[The JRB Daily] Koleka Putuma’s Collective Amnesia announced as winner of the 2018 Glenna Luschei Prize for African Poetry

Koleka Putuma has won the African Poetry Book Fund’s 2018 Glenna Luschei Prize for African Poetry, for her collection Collective Amnesia.

The prize, worth $1,000 (about R14 900), is awarded annually to a book of poetry by an African writer published in the previous year. Collective Amnesia was published by uHlanga Press in 2017; Putuma wins the 2018 award.

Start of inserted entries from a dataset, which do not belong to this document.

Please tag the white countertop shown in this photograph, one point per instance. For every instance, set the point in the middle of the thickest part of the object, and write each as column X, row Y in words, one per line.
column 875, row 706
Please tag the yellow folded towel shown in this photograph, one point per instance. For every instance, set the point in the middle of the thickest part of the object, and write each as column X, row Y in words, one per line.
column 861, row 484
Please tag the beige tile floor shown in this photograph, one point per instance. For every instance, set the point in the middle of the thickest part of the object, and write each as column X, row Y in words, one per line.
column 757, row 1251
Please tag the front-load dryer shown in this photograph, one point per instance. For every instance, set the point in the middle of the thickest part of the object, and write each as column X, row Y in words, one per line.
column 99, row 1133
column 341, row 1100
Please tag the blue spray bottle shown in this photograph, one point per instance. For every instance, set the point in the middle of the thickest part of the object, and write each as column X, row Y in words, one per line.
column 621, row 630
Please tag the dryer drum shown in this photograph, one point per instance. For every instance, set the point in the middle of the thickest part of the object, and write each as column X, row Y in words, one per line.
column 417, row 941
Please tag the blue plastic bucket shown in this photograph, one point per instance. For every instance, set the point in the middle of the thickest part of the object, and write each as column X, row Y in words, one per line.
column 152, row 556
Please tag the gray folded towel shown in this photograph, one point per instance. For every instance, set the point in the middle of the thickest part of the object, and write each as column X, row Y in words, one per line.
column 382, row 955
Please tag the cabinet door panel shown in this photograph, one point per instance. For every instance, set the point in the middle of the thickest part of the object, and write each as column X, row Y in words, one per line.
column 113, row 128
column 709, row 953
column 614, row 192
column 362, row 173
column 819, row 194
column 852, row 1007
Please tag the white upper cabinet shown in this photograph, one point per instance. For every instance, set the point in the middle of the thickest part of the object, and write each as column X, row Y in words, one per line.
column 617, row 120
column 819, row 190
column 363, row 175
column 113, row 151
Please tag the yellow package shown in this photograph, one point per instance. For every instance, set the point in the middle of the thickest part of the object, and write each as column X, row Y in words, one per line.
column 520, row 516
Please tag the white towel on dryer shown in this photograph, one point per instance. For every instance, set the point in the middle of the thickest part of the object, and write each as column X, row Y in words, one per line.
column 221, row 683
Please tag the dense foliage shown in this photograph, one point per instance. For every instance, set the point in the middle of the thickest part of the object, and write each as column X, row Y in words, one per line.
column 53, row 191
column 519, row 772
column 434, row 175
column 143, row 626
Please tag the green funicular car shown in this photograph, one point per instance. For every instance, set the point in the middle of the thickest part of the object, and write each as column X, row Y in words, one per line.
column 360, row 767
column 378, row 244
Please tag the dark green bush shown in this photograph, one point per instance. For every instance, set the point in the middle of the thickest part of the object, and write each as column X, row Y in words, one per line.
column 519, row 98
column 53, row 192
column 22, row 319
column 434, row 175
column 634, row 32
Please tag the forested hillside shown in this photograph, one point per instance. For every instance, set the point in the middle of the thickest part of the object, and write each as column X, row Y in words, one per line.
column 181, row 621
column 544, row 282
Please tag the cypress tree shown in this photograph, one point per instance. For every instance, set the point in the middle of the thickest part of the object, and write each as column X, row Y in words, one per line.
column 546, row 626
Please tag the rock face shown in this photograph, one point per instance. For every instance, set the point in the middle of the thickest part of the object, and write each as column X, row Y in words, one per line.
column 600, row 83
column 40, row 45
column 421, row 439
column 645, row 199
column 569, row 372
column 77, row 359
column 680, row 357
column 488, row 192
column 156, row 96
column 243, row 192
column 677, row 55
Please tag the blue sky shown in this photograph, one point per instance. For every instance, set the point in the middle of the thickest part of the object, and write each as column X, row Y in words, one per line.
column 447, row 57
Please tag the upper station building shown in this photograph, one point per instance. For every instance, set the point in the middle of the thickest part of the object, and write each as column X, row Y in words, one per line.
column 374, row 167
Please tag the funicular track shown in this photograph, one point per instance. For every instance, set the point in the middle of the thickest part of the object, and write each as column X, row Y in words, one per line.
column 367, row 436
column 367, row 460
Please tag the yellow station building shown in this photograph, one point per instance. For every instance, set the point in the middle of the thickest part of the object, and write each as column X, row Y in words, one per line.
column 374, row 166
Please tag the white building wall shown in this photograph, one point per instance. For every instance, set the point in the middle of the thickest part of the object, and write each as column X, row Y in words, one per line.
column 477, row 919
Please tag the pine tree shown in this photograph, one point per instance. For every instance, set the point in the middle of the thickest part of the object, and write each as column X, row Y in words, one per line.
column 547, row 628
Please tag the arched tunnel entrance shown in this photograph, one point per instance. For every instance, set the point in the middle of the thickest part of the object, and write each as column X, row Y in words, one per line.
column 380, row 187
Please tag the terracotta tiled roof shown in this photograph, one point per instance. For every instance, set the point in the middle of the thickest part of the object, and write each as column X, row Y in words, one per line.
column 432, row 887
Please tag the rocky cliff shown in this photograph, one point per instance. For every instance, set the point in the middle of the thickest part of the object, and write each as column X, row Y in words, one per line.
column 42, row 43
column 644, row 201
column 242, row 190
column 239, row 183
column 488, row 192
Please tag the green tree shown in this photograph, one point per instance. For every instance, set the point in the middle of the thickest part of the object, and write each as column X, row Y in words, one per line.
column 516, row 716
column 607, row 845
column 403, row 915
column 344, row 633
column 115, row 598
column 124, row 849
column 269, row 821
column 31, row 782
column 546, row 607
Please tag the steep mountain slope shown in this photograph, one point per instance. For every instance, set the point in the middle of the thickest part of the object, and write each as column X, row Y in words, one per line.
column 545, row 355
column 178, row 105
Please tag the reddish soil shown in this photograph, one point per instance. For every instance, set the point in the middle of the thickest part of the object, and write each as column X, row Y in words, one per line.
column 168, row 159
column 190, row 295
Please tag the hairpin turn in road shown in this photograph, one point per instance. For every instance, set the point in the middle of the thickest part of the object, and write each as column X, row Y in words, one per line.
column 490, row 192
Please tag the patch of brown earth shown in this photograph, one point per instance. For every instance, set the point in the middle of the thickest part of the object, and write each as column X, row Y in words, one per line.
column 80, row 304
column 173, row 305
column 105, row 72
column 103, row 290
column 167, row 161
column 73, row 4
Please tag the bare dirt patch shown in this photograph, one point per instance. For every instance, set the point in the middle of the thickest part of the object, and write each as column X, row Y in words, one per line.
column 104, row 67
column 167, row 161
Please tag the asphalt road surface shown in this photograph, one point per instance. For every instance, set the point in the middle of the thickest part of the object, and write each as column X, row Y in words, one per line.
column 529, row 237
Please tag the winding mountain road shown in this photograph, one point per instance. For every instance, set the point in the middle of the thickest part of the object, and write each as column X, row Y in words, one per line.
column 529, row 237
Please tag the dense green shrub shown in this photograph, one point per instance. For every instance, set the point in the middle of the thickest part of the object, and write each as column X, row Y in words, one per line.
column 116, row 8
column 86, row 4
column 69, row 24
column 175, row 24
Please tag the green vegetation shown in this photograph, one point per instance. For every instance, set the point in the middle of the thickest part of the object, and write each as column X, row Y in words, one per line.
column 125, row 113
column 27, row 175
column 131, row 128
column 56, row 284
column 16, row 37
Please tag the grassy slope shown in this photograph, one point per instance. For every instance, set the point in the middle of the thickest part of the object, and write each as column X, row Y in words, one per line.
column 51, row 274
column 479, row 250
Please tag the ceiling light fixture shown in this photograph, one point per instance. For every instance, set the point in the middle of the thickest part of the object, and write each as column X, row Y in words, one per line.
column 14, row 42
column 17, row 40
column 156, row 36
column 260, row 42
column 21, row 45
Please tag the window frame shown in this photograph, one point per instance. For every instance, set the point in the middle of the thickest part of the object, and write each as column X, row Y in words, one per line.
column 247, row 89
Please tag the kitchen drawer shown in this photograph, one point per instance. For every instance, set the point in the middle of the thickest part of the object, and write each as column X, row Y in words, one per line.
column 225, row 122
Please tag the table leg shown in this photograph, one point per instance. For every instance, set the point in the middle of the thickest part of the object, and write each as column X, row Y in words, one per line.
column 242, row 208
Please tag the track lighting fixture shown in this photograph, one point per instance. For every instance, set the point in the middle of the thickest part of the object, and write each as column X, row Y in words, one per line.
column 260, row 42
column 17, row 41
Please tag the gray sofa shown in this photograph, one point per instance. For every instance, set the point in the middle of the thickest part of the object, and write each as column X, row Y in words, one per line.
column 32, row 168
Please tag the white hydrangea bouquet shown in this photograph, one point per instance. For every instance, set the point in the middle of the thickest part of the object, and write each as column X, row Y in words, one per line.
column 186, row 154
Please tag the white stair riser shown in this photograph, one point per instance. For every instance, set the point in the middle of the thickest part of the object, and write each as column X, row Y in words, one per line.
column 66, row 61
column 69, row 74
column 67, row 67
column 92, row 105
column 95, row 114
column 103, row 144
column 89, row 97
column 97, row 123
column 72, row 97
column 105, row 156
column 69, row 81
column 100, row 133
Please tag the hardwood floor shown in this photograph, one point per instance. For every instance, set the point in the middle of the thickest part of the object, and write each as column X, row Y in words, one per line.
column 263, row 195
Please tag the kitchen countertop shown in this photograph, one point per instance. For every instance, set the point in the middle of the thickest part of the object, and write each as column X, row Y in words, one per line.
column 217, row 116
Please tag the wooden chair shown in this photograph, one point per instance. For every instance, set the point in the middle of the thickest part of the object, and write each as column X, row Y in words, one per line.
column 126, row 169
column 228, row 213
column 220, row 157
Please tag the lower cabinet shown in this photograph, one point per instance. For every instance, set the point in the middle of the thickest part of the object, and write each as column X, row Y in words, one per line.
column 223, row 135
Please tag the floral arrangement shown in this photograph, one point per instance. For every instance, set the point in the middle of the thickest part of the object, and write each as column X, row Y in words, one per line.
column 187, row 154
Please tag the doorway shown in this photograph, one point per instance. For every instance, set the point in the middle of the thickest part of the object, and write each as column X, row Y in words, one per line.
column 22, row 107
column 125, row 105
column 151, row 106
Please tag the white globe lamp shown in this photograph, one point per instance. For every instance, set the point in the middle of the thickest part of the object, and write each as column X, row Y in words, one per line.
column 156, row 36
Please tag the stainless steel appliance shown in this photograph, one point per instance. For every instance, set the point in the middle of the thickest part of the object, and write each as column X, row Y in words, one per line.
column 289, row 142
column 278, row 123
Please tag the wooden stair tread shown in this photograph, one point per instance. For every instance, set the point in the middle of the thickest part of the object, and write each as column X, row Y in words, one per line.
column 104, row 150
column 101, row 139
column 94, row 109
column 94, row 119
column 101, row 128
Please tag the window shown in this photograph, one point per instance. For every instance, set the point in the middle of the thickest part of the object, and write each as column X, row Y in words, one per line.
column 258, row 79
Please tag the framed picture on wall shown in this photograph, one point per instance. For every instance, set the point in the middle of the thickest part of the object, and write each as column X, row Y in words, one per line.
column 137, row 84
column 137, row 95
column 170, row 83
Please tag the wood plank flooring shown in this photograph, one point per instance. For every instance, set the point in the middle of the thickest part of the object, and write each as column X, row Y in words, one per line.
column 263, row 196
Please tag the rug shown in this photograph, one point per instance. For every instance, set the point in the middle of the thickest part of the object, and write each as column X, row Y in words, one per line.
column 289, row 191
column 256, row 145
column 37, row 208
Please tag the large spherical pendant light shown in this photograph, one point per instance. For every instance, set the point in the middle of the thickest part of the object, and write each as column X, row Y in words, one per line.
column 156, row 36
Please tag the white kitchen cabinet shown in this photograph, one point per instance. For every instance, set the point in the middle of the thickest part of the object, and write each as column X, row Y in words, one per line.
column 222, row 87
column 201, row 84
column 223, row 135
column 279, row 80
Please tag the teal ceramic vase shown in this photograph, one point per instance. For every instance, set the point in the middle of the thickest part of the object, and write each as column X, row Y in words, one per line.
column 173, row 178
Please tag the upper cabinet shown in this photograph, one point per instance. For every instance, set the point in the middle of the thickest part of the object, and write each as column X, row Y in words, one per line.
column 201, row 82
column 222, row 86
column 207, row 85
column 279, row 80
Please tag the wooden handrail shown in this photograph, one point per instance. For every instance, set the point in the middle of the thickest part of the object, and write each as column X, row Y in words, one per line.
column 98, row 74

Putuma said, ‘I never imagined that poetry would be part of my life in such a big way. I never imagined that it would bring so many amazing moments with it. Winning the Luschei Prize is definitely right up there with the best moments.’

Of Putuma’s collection, judge Bernardine Evaristo writes:

Everything about this poetry debut feels fresh and timely. Putuma, writing from a queer female perspective, has a liberated poetic voice that engages with politics, race, religion, relationships, sexuality, feminism and more. There is also risky formal innovation, emotional and intellectual complexity, biblical intertextuality and a stirring declamatory audibility.

The JRB’s own Contributing Editor Bongani Madondo had good things to say about the collection, too, back in the year of its first publication.

I read it twice and my breath skipped and heart did its ribcage beat-dance and ran off as though chased by wolves. The climax of it all sledgehammers you with disconcerting beauty.

Putuma’s book has gone through multiple printings since 2017, and has been translated into Spanish, with German and Danish translations forthcoming. The author was clearly pleased by the latest chapter in her book’s success:

Two other books were finalists for the award: Dami Ajayi’s A Woman’s Body Is a Country (Ouida Books), which Evaristo said ‘illuminates the slips between memory and desire, family, community, and place’, and Nick Makoha’s collection Kingdom of Gravity (Peepal Tree Press). Evaristo said the book featured an ‘assured poetic voice that is epic, majestic, timeless’.

It is the second year in a row that a book published by uHlanga has featured in the prizewinners for this award; Stephen Symons received an honourable mention in 2017 for his collection Questions for the Sea.